Эмилия пробормотала что-то утвердительное и снова сосредоточилась на экране в надежде, что Пьята поймёт намёк и оставит её в покое.

Но он не понял. Вошёл в комнату и присел на корточки возле стола, сложив на краю длинные тощие руки. У него было загорелое, заострённой формы лицо, щёки и кисти рук покрывала россыпь ярких веснушек. Выдающиеся кости запястий выглядывали из-под тяжёлых манжет профессионального одеяния. Головной убор, весь в золотистых кристаллах, прикрывал рыжие волосы.

— Слышал, ты возглавляешь группу, которая занимается новыми праведниками.

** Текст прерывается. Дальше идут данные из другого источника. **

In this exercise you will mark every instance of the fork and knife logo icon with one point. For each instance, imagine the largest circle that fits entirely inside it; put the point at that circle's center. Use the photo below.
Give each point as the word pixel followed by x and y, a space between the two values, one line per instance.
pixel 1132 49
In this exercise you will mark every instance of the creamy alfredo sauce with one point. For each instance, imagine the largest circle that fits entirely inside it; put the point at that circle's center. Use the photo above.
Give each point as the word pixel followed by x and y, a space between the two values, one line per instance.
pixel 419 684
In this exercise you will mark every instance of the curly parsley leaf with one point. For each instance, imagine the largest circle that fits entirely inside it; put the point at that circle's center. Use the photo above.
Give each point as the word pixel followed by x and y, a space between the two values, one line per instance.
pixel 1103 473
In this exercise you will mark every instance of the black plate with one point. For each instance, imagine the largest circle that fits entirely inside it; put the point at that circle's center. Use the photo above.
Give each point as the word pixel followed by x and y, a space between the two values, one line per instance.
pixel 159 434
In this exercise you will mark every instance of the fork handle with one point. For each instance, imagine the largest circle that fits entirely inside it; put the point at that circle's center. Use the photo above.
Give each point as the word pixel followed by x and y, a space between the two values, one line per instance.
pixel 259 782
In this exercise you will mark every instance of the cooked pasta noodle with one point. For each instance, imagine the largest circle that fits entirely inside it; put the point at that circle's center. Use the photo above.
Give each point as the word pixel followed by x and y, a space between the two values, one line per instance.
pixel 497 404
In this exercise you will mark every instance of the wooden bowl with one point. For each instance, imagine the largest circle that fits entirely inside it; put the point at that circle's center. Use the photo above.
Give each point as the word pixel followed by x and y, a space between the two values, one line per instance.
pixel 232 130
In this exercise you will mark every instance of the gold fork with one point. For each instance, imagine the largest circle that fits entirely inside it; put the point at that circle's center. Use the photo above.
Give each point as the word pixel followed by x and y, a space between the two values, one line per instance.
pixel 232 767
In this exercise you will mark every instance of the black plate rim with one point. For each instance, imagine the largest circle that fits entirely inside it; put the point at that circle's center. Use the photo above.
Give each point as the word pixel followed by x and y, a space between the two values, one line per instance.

Эмилия вздохнула и откинулась на стуле.

— Похоже на то. — Она сложила руки на груди и повернула голову в его сторону. — Нужна работа?

— Разыгрываешь меня? — Глаза Пьяты широко распахнулись от удивления. Их радужная оболочка была странного цвета — оттенка потускневшего золота. Эмилия подумала, что она модифицирована, возможно, какое-то домашнее варево, сработавшее не совсем так, как надо. — Ты сорвала джекпот.

— Больше никаких джекпотов в Эразмусе нет, Пьята. Тебе это известно.

Ничто не могло согнать с лица его наглую усмешку.

— Есть. Если твой долг оказывается погашенным.

— Что?

— Ты свободна от долгов, тебе выпадает шанс. Можешь даже уехать.

Эмилия потёрла глаза. «У меня нет времени на пустую болтовню». Она сегодня практически ничего не ела и, хотя была привычна к этому, становилась раздражительной.

— О чём ты говоришь?

— Брам Раджандур.

— Что за Брам Раджандур?

— Брам Раджандур — это тот парень, который доставил на Госпиталь последнего праведника.

«А, теперь все ясно: ты просто насмехаешься надо мной».

— У нас здесь никогда не было ни одного праведника.

— Да ну?

Эмилия с трудом держала себя в руках.

— Послушай, или выражайся яснее, или уходи.

— Брам Раджандур. Поищи его. — Пьята поднялся с корточек и постучал по краю экрана. — Он публично освобождён от всех долгов и сейчас получает реальную зарплату.

Эмилия посмотрела на экран и на свой отчёт.

— Уходи, Пьята.

— Ладно. Ладно. — Он вскинул руки и попятился. — Ухожу.

Эмилия даже не взглянула ему вслед. Она прокрутила вниз файл со своей работой. Гора канцелярщины и регистрационных записей. Можно, пожалуй, и опоздать в кафетерий к часу, когда предоставляются скидки. Она вздохнула и вернулась к своим отчётам, затем взглянула на отрицательный итог и вздохнула снова, обеими руками откидывая назад волосы.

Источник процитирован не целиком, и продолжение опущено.